The Company amended the Indi APA agreement in April 2022 in which all parties agreed to restructure the Milestone Payments whereby the Company would make five quarterly installments of $2.0 million each beginning in April 2022, three quarterly installments of $3.0 million beginning in July 2023, one installment of $5.0 million in April 2024, and one installment of approximately $8.4 million in July 2024. In addition, the Company agreed to an exit fee of approximately $6.1 million in October 2024. Interest accrued on the difference between the payment schedule as agreed in the August 2021 amendment and the April 2022 amended payment schedule, at an aggregate per annum rate equal to 10%, with such interest to be payable quarterly on the following installment payment date. The exit fee was paid on September 30, 2024, and the Company has no remaining obligations to Indi.
On November 21, 2022, the Company entered into a Credit Agreement and Guaranty (the Credit Agreement) with Perceptive Credit Holdings IV, LP (Perceptive) as lender and administrative agent (the Lender) for up to $50.0 million, with funding of $30.0 million and the issuance of warrants exercisable into 3,000,000 shares of the Company’s common stock occurring on November 21, 2022, and two additional contingently issuable tranches of $10.0 million each subject to certain terms and conditions, including revenue milestones. During the three months ended December 31, 2023, the Company met the conditions precedent associated with the Tranche B Loan and, on December 15, 2023, the Company exercised its ability to draw the Tranche B loan for $10.0 million (the Tranche B Loan). The Tranche C loan had a prior commitment date through September 30, 2024 and, as of that date, the Company did not exercise its ability to draw the Tranche C loan (see below for further details related to the Fifth Amendment).

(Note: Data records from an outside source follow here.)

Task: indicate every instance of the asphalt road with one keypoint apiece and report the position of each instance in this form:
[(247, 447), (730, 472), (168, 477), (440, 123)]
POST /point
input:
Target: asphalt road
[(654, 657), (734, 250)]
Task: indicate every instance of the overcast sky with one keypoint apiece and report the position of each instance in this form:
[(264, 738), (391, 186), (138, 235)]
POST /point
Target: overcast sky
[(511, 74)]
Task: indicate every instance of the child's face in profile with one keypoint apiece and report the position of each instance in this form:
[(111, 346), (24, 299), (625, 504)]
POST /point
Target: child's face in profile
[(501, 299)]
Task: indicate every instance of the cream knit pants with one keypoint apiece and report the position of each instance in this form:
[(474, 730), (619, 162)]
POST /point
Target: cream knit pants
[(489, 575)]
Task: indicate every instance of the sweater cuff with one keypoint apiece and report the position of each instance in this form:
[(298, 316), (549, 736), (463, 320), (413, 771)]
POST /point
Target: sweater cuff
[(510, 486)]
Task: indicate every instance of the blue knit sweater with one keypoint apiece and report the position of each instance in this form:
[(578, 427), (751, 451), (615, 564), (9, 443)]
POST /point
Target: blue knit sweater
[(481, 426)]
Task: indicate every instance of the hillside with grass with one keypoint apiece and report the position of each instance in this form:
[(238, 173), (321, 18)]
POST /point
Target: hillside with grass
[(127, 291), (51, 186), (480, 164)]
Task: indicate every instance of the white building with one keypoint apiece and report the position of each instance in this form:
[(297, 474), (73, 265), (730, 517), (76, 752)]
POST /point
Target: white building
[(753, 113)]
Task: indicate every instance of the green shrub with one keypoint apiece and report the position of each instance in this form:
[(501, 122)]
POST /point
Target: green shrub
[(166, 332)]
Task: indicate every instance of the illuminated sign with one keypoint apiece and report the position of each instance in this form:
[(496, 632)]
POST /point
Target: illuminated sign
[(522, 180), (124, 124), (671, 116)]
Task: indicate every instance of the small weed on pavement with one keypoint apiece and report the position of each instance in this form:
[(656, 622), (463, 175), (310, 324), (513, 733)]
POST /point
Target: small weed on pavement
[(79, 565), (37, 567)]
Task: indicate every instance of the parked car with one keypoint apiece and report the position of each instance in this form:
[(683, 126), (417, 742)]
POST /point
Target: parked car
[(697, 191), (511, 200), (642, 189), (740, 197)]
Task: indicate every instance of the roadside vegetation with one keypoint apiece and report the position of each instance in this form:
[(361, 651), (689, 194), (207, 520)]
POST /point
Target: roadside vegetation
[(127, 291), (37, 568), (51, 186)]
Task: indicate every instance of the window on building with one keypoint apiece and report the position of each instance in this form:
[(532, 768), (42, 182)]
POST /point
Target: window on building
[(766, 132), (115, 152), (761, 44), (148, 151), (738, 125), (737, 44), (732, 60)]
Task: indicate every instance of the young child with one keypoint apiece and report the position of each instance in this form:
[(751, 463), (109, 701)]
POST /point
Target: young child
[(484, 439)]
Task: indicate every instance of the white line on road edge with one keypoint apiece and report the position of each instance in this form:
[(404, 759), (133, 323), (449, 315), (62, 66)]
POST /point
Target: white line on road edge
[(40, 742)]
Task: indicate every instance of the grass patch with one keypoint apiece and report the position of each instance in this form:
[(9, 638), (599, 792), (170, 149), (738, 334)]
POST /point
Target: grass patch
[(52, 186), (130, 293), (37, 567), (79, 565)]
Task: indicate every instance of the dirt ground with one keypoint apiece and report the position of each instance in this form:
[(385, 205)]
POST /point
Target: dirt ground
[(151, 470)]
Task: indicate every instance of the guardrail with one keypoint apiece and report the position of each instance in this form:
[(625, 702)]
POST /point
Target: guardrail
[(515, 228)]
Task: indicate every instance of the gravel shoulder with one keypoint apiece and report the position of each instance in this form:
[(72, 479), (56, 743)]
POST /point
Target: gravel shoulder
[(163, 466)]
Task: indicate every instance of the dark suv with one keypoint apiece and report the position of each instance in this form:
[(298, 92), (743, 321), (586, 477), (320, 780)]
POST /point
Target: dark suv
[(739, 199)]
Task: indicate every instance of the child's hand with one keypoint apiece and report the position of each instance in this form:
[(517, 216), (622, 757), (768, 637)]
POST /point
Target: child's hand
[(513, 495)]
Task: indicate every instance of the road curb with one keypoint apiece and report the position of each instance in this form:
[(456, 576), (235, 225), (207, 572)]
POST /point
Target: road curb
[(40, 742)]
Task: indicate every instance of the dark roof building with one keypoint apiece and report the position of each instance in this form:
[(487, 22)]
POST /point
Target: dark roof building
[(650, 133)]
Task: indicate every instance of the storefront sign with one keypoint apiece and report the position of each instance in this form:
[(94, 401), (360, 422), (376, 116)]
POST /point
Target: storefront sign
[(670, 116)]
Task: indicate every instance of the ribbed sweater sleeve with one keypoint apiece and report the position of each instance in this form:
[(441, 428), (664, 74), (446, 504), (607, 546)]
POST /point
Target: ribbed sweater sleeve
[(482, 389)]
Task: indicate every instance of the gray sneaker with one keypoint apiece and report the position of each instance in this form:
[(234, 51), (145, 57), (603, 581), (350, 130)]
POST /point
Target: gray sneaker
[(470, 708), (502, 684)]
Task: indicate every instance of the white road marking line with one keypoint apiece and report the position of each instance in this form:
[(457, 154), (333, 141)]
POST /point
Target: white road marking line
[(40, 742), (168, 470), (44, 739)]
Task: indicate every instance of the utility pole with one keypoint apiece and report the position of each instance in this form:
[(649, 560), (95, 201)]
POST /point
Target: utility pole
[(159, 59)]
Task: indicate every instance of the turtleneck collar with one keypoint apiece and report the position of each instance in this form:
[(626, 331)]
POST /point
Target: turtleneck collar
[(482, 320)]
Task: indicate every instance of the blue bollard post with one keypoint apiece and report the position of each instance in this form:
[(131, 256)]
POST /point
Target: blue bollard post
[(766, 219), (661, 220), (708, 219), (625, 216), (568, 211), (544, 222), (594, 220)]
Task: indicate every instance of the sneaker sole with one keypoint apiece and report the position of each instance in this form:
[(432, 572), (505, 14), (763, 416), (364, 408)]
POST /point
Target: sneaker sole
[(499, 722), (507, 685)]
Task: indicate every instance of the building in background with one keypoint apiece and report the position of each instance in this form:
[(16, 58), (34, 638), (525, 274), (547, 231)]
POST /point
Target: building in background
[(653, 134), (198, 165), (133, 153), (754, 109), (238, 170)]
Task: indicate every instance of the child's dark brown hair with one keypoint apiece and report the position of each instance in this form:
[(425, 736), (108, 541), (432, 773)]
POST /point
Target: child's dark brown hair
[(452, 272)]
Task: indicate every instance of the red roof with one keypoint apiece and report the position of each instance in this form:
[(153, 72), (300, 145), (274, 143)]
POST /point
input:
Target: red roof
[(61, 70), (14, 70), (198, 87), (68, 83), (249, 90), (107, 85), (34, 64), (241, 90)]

On February 29, 2024 (the Third Amendment Effective Date), the Company entered into the Third Amendment to the Credit Agreement (the Third Amendment) with Perceptive, whereby subject to the terms and conditions of the Third Amendment, the Minimum Net Revenue Covenant (as defined in the Credit Agreement) was amended to reduce the relevant threshold as of the last day of each fiscal quarter commencing on the fiscal quarter ended March 31, 2024 through and including the fiscal quarter ending December 31, 2025.

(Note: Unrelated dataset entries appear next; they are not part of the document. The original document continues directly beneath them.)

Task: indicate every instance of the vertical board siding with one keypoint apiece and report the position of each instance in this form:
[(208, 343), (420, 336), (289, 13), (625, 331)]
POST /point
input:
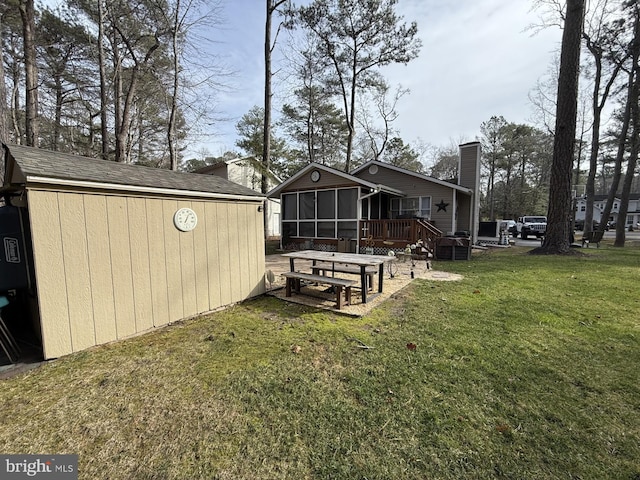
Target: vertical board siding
[(234, 250), (76, 262), (100, 273), (224, 254), (157, 263), (140, 263), (213, 255), (187, 270), (50, 273), (119, 246), (108, 267), (172, 259), (201, 258)]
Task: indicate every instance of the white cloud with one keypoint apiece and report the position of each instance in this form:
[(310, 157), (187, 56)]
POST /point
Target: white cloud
[(477, 60)]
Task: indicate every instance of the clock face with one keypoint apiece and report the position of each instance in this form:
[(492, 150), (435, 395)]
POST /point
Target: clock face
[(185, 219)]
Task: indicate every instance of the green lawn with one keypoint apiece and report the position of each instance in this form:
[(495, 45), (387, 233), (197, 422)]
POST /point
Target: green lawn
[(526, 369)]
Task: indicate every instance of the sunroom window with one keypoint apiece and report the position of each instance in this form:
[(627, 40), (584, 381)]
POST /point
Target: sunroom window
[(321, 213)]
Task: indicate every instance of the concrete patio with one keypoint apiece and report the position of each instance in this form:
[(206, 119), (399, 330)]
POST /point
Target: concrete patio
[(398, 275)]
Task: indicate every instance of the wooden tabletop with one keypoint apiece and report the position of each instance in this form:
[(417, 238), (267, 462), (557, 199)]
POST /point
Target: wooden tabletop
[(352, 258)]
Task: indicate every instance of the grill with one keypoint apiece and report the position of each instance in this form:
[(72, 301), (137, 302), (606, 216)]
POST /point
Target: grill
[(13, 271)]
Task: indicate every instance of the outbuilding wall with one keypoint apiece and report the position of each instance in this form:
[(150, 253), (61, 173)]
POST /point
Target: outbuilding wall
[(111, 266)]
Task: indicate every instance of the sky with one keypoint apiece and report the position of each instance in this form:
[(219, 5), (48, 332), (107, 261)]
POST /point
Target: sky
[(479, 58)]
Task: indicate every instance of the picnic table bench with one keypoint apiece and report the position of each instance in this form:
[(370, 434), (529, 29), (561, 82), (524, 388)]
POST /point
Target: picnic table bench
[(294, 284), (326, 267), (592, 237)]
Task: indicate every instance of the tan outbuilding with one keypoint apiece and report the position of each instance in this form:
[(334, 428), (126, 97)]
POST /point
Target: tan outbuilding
[(120, 249)]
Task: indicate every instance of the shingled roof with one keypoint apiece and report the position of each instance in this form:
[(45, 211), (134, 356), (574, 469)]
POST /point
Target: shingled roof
[(52, 166)]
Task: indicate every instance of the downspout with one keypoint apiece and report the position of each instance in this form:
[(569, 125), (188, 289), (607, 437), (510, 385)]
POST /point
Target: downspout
[(374, 191)]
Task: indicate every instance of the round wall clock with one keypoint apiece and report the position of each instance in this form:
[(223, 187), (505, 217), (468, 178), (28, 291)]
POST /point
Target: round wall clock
[(185, 219)]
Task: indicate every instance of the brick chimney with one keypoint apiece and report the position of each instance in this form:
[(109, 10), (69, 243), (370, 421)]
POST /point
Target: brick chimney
[(469, 177)]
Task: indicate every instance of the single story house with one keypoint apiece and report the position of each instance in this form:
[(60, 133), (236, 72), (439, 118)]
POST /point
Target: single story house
[(247, 171), (599, 202), (116, 249), (378, 206)]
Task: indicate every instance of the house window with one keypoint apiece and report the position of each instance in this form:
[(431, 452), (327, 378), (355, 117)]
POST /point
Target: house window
[(411, 207), (307, 229), (327, 229), (307, 205), (327, 204), (348, 203), (290, 207), (321, 214)]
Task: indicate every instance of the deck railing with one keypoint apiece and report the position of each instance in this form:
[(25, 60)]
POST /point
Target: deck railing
[(401, 231)]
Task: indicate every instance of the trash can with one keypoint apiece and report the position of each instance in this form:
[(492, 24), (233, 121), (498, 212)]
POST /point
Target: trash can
[(453, 248)]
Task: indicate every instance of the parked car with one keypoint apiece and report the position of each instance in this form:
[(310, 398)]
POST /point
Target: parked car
[(508, 226)]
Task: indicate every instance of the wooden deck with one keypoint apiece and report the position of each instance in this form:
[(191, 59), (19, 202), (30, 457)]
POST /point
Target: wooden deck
[(398, 233)]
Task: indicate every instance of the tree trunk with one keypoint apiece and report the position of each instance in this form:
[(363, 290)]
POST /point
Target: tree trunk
[(272, 5), (4, 130), (633, 100), (557, 238), (27, 13), (171, 128), (104, 127)]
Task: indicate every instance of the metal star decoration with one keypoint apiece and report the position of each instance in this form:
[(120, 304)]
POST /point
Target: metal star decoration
[(442, 206)]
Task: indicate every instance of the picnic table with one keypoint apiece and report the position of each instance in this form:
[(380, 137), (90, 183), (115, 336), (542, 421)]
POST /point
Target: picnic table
[(362, 261)]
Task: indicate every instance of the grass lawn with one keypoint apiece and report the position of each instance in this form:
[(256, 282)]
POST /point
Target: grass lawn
[(526, 369)]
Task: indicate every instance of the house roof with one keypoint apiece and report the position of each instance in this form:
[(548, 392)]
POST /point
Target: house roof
[(412, 174), (48, 167), (223, 163), (602, 198), (317, 166)]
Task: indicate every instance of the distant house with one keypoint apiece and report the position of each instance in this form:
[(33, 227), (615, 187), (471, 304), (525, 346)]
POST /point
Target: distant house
[(115, 250), (246, 171), (377, 206), (599, 202)]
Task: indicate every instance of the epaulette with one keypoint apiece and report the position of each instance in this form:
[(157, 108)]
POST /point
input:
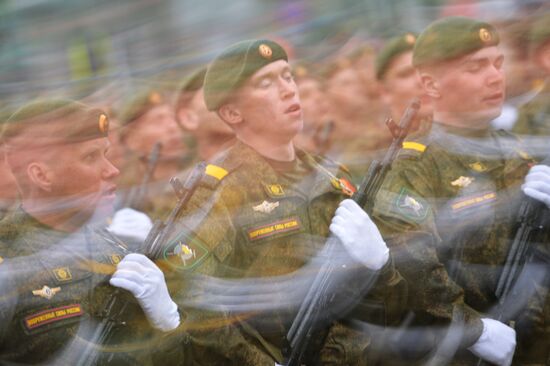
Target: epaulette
[(216, 171), (329, 163), (412, 149)]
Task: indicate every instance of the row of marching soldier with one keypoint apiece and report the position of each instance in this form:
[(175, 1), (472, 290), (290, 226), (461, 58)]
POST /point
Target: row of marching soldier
[(260, 251)]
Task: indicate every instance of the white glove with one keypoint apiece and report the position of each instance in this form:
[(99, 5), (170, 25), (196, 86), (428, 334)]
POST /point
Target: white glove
[(496, 344), (132, 224), (537, 184), (359, 235), (139, 275)]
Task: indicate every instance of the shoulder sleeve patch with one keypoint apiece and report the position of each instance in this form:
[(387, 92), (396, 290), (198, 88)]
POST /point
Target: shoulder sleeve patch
[(185, 252), (403, 205), (409, 206), (412, 145), (215, 171)]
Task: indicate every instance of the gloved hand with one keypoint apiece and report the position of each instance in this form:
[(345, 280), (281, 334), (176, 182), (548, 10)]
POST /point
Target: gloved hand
[(537, 184), (131, 224), (139, 275), (496, 344), (359, 235)]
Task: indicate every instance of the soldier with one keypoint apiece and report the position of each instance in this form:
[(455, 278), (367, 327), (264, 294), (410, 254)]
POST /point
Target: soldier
[(316, 136), (8, 189), (210, 134), (155, 148), (57, 258), (264, 208), (534, 118), (359, 136), (399, 82), (451, 196)]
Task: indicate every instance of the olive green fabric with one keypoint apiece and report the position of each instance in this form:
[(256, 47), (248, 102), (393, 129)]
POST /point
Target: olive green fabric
[(393, 48), (540, 31), (140, 103), (65, 121), (75, 267), (452, 37), (229, 70), (534, 117), (232, 237), (448, 209), (194, 81)]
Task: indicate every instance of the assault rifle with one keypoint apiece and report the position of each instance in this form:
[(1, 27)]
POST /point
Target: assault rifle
[(112, 314), (531, 220), (301, 334)]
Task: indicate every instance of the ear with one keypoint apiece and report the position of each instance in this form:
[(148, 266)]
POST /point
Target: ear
[(230, 114), (542, 57), (384, 95), (429, 84), (187, 119), (40, 176)]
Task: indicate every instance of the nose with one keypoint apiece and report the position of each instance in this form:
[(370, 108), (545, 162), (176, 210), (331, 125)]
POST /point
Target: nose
[(109, 170), (496, 76), (287, 88)]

On April 9, 2024, the Company closed an underwritten offering of common stock and a concurrent private placement. Collectively, the Company raised net proceeds of approximately $51.3 million.
On October 30, 2024 (the Fourth Amendment Effective Date), the Company entered into the Fourth Amendment to the Credit Agreement (the Fourth Amendment) with Perceptive, whereby subject to the terms and conditions of the Fourth Amendment, the Minimum Net Revenue Covenant (as defined in the Credit Agreement) was amended to reduce the relevant threshold as of the last day of each fiscal quarter commencing on the fiscal quarter ending June 30, 2025 through and including the fiscal quarter ending December 31, 2027.
On November 1, 2024, the Company filed a shelf registration statement on Form S-3 and entered into a new sales agreement with a financial institution, pursuant to which the Company may issue and sell, from time to time, shares of its common stock having an aggregate offering price of up to $50.0 million, subject to terms and conditions (the 2024 ATM Program). The shares of common stock offered pursuant to the 2024 ATM Program will be offered and sold by the Company pursuant to its registration statement on Form S-3 which became effective with the SEC on November 12, 2024. Sales of common stock under the 2024 ATM Program, if any, will be made at market prices by methods deemed to be an “at-the-market offering” as defined in Rule 415 promulgated under the Securities Act of 1933, as amended, including sales made directly on the NASDAQ Global Market, or any other existing trading market for our common stock. In connection with establishing the 2024 ATM Program, the Company terminated its prior $50.0 million ATM program established in November 2021, and no additional stock can be issued thereunder. As of June 30, 2025, the Company had remaining available capacity for share issuances of up to $50.0 million under the 2024 ATM Program.